Aber darüber kann ich euch leider nicht viel erzählen. Ich kenne Minimalisten die sehr strikt mit ihrer Ernährung sind und sie auch sehr einfach halten. Dazu gehört zum Teil strenger Alkoholverzicht und ein Mix verschiedener, gesunder Ernährungsweisen.

Das ist ja grundsätzlich auch nicht falsch. Ich persönlich habe für mich herausgefunden dass Essen einen ganz großen Teil dazu beiträgt, dass es mir gut geht. Ich will mich abwechslungsreich ernähren, neues ausprobieren und nicht zu streng dabei sein. Wenn mich Essen langweilt, fühle ich mich nicht ausgelastet und meine Laune schwindet. Darauf habe ich keine Lust. Für mich gelten genau zwei Regeln:

  1. Alles in Maßen
    Gilt für Weizen, Fleisch, Alkohol, Zucker (mein persönlicher Laster)
  2. So wenig Fertigprodukte wie nur möglich
    Wir backen sehr gerne Brot selber oder stellen Nudeln selbst her, kreieren unsere eigenen Aufstriche und kochen sehr frisch.

Natürlich können wir nicht rund um die Uhr schlemmen – das wäre nicht förderlich und würde auch nicht mehr so viel Spaß machen. Unter der Woche gibt es bei uns daher Abends keine Kohlenhydrate und für mich kaum Weizen-Produkte. Einfach, weil es sich besser anfühlt. Eine Schüssel Obst am Morgen gibt mir einen besseren Start in den Arbeitstag als ein Brötchen. Es ist auch weniger ein striktes Verbot – aber das Bedürfnis ist schon allein geringer weil ich am Wochenende bewusst genieße. Und ich finde das ist eines der wichtigsten Dinge, wenn es um Ernährung geht. Wir müssen uns nicht für jeden Pups belohnen, aber wir sollten uns Sachen erlauben. Nur dann wird es leicht sich langfristig gesund zu ernähren.

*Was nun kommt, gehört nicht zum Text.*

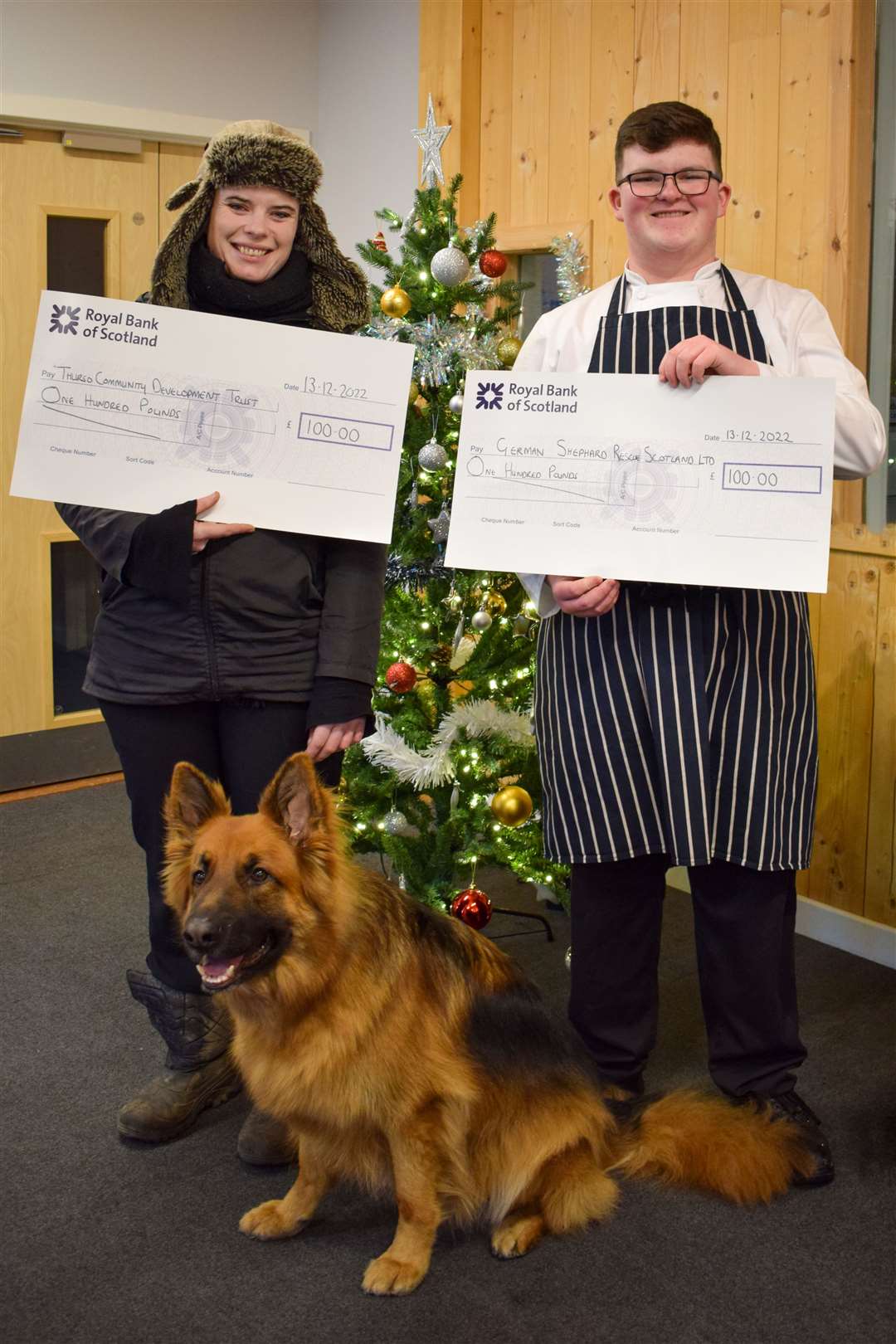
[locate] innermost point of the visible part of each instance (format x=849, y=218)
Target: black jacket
x=266, y=616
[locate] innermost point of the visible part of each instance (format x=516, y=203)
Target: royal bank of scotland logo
x=489, y=397
x=65, y=320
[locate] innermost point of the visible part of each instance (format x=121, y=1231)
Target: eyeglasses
x=691, y=182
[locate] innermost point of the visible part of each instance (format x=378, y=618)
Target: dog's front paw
x=268, y=1220
x=387, y=1274
x=516, y=1235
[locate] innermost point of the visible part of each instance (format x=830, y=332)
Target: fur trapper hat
x=261, y=153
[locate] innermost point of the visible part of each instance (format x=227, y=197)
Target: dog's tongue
x=215, y=968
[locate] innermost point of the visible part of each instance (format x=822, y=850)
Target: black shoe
x=793, y=1108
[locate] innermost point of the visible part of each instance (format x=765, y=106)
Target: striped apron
x=683, y=722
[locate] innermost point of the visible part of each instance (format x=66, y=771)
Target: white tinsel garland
x=426, y=769
x=571, y=266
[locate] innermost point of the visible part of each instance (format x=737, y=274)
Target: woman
x=222, y=644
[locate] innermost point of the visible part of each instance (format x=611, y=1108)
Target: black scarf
x=286, y=297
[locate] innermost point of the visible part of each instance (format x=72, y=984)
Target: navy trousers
x=744, y=936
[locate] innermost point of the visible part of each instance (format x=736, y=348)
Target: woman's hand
x=328, y=738
x=583, y=597
x=206, y=533
x=692, y=359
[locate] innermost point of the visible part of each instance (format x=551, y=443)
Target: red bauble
x=492, y=262
x=473, y=908
x=401, y=678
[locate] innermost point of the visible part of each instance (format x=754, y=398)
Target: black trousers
x=744, y=937
x=240, y=743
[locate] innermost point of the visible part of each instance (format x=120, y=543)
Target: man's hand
x=206, y=533
x=328, y=738
x=583, y=597
x=692, y=359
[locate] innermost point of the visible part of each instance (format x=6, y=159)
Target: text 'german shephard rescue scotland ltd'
x=406, y=1053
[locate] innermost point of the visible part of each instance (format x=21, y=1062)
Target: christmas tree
x=450, y=778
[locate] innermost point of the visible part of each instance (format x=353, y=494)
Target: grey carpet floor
x=117, y=1244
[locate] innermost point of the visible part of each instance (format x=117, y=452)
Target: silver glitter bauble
x=431, y=455
x=450, y=266
x=440, y=526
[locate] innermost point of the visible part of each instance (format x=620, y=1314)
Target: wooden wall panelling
x=850, y=190
x=178, y=164
x=845, y=715
x=754, y=62
x=703, y=71
x=861, y=173
x=529, y=123
x=496, y=102
x=450, y=71
x=655, y=56
x=611, y=95
x=802, y=144
x=568, y=116
x=880, y=873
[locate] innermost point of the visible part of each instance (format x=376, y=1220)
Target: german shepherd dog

Was dir gut tut, das musst du für dich herausfinden. Was gesund ist, wissen wir im Grunde und da sollte jeder seine Maßstäbe selbst setzen. Aber versucht weiterhin mit Spaß zu essen. Ich finde es sinnvoll einen großen Teil unserer Zeit für die Zubereitung unseres Essens auf zuwenden. Schließlich geht es hier nicht nur um die Nahrung für unseren Magen und unsere Gesundheit – sondern auch für unsere Nerven und unser Wohlbefinden. Sich dafür Zeit zu nehmen ist genauso wichtig wie das bewusste Essen und Genießen für ein gesundes Körper- & Wohlgefühl.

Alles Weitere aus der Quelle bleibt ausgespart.